容卿月总觉得老王爷这么做是有原因的,木槿花,为何听着如此熟悉一时半刻却又想不起来,自己身体素质又没那么差劲,就是总感觉有股气流不上不下被什么压制了一样。
也不打算在为难菡沁,撇撇嘴角:“那就这个吧。”
菡沁很恭谨地点点头:“是。”
吃过早饭,容卿月吩咐菡沁,今日出门。
容卿月出了门口,便看到马车旁等她的菡沁,微微一笑上了马车。
马车内十分宽敞,配有上好的一套茶具,还有一个金丝软枕。
菡沁心情十分激动,坐在马车门旁,脸上的笑未停过,容卿月好笑的斜睨她一眼,这丫头……怎么说原主对她也极好,不仅平日连称呼都免了,却没怎么带她出过门。
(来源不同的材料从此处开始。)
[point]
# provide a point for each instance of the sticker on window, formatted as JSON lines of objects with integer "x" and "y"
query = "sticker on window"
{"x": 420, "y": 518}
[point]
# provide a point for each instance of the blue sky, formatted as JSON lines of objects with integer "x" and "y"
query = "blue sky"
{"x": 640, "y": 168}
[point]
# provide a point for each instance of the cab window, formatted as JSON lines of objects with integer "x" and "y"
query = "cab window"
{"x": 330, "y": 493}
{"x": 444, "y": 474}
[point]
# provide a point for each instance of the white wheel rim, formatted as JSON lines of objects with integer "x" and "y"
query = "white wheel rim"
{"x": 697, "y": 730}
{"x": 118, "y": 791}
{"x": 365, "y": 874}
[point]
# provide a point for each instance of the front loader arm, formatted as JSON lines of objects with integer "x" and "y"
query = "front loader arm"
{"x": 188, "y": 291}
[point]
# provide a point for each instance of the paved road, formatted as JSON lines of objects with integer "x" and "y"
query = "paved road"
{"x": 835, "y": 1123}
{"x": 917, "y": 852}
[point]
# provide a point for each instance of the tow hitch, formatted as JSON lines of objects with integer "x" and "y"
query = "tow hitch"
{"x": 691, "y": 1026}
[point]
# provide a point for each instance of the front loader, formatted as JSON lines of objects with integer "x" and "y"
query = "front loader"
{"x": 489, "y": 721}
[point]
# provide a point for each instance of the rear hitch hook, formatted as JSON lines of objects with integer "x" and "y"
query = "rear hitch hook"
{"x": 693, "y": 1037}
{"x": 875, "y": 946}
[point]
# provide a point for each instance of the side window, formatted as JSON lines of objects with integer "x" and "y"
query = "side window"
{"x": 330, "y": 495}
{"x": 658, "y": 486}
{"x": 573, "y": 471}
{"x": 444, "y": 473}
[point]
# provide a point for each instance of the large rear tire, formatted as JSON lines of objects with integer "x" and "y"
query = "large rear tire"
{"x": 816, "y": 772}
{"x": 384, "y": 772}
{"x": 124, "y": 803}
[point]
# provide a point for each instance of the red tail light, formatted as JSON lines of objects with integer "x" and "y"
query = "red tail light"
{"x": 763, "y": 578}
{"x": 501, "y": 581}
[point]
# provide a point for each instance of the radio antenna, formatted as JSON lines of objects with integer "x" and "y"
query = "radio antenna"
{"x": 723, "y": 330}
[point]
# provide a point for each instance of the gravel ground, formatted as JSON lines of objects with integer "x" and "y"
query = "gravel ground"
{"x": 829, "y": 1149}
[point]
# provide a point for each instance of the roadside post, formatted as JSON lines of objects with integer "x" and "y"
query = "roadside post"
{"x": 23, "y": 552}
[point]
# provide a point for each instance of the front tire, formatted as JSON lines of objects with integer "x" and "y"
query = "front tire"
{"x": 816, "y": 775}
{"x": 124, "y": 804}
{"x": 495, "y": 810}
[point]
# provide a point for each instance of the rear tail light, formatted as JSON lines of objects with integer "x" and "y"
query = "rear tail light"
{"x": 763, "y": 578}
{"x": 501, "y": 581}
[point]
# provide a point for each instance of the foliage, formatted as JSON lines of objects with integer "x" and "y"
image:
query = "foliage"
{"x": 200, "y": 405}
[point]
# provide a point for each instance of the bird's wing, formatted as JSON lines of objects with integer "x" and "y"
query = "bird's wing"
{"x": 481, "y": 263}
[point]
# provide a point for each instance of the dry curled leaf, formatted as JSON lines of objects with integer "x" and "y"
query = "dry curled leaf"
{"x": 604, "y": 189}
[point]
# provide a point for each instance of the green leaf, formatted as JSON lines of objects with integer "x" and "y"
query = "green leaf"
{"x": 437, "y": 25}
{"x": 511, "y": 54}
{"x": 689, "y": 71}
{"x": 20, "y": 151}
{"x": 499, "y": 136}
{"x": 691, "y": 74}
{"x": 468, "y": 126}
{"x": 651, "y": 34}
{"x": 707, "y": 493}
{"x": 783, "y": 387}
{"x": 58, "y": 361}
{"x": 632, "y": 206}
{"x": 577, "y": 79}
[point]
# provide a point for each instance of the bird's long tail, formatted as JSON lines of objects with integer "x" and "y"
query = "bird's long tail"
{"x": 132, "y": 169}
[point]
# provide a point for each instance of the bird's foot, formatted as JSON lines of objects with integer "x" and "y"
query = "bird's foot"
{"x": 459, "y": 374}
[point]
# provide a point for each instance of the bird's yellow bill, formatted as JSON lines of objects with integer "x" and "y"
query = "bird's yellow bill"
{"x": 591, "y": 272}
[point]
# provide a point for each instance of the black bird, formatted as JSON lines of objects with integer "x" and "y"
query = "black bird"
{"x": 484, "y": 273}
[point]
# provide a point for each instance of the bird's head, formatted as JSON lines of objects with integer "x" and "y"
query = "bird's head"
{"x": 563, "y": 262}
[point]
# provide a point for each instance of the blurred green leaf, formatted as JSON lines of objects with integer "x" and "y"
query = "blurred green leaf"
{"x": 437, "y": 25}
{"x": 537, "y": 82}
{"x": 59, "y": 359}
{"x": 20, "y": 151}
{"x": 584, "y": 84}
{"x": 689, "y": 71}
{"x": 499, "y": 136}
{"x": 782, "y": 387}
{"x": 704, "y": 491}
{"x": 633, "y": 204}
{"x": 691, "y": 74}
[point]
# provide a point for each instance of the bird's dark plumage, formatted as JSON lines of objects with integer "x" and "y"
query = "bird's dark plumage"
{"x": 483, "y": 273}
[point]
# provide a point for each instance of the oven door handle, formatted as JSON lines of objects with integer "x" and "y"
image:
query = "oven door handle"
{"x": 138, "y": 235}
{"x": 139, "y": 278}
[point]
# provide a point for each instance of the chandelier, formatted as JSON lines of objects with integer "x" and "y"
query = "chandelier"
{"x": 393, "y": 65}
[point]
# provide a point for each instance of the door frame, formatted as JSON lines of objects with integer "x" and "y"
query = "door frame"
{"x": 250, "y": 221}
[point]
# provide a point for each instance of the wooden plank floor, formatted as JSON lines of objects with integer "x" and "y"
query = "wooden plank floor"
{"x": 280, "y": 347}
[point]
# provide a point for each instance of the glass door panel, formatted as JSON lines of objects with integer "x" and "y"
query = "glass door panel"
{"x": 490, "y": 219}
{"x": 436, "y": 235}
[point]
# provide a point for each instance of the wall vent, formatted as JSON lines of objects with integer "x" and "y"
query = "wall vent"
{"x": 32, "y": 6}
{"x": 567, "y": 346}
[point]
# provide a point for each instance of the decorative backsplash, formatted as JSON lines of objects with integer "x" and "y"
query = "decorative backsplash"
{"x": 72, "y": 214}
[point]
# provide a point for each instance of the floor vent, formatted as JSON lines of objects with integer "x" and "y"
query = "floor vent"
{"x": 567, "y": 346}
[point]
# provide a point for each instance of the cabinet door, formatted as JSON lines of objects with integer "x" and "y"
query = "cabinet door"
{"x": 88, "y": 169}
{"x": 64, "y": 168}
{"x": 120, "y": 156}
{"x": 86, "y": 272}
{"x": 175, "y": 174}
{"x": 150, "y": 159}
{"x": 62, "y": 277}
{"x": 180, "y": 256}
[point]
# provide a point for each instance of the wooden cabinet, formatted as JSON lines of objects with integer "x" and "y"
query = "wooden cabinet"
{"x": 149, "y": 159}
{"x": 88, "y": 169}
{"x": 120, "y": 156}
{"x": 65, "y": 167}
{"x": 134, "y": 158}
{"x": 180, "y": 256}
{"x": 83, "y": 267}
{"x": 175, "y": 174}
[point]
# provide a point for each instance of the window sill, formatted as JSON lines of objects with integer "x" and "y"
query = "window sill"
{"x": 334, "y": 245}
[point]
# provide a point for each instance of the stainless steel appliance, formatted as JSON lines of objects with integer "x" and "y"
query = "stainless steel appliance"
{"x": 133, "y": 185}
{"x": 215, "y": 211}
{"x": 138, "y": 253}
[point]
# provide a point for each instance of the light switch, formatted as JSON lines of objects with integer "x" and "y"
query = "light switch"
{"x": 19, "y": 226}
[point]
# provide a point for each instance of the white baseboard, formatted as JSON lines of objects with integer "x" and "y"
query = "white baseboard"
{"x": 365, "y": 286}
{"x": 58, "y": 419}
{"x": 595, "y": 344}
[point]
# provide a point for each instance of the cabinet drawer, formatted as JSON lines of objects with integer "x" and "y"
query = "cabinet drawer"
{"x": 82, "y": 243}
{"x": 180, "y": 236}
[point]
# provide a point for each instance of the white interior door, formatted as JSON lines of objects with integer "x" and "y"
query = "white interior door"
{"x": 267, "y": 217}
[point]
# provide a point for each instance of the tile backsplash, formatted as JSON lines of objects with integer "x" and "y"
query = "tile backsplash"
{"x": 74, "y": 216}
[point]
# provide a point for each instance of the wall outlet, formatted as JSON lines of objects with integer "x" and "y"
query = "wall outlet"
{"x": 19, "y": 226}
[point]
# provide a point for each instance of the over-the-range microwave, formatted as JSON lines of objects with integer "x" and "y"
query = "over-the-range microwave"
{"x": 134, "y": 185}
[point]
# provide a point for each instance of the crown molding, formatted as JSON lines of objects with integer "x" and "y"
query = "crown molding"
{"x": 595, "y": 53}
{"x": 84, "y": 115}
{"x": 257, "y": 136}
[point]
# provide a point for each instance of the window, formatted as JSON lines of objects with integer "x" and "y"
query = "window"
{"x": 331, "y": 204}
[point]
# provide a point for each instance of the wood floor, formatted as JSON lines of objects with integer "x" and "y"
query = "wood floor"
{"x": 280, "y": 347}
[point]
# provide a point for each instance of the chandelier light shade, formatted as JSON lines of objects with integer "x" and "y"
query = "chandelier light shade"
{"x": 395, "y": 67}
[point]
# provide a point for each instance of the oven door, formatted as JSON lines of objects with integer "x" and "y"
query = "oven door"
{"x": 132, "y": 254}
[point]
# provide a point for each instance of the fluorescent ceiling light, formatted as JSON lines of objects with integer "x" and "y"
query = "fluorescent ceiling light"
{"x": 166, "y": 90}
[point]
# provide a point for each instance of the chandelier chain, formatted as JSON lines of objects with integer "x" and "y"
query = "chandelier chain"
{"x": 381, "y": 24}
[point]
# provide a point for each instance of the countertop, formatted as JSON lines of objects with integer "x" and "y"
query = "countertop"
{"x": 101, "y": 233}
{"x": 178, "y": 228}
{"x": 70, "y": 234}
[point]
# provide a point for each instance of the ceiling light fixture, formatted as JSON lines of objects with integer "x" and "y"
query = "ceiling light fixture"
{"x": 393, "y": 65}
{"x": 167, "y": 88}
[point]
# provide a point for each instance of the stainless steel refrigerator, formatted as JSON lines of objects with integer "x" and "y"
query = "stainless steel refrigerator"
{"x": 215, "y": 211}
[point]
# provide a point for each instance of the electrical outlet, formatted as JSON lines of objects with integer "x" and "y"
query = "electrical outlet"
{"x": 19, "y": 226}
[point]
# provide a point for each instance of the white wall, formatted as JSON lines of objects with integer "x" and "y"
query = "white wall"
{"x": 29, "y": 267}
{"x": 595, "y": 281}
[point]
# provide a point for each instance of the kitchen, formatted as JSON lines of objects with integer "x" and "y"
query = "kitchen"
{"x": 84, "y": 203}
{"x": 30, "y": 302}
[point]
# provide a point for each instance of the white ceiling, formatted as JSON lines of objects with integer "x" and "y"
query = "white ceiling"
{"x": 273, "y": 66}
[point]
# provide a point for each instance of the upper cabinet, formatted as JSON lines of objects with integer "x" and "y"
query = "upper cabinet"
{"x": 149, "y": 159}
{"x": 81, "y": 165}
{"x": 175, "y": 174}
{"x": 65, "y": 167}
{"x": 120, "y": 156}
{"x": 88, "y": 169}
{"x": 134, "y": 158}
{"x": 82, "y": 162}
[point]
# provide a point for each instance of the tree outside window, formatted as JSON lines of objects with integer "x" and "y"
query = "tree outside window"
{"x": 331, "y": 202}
马车在官道上不紧不慢的行驶着,忽然感觉天旋地转整个车厢向左倾斜,容卿月左手把着车门,右手抓住了菡沁,就听车外一声马叫长嘶鸣的声音,车夫稳住了马车。
菡沁稳住身体后推开车门立刻冲下马车,开口便道:“你是怎么骑马的?”
容卿月嘆了口气,这丫头什么都好,就是做事太急躁,遇事不冷静。
想到刚才的情形,眸光闪了闪。扬声道:“菡沁,回来。”
菡沁撇撇嘴垮着小脸看着坐在车厢内郡主,可怜兮兮道:“郡主,他刚才……”
容卿月声音低沈:“要我再说一遍么?”
菡沁低着头走了回来。
马上的男子听见声音便顺着眼线看向车厢内的女子,听见丫鬟叫她郡主,看了容王府马车的标识,眉头轻挑,开口道:“是那个郡主?”
容卿月眸光微瞇,看了他片刻,这人身上邪魅狂放的气势太过于强硬,随即冷冷道:“是那个郡主。”
男子唇边的笑意更深,抬手做了个再会的动作,却并未做出任何道歉的举动,骑马长扬向西南方而去。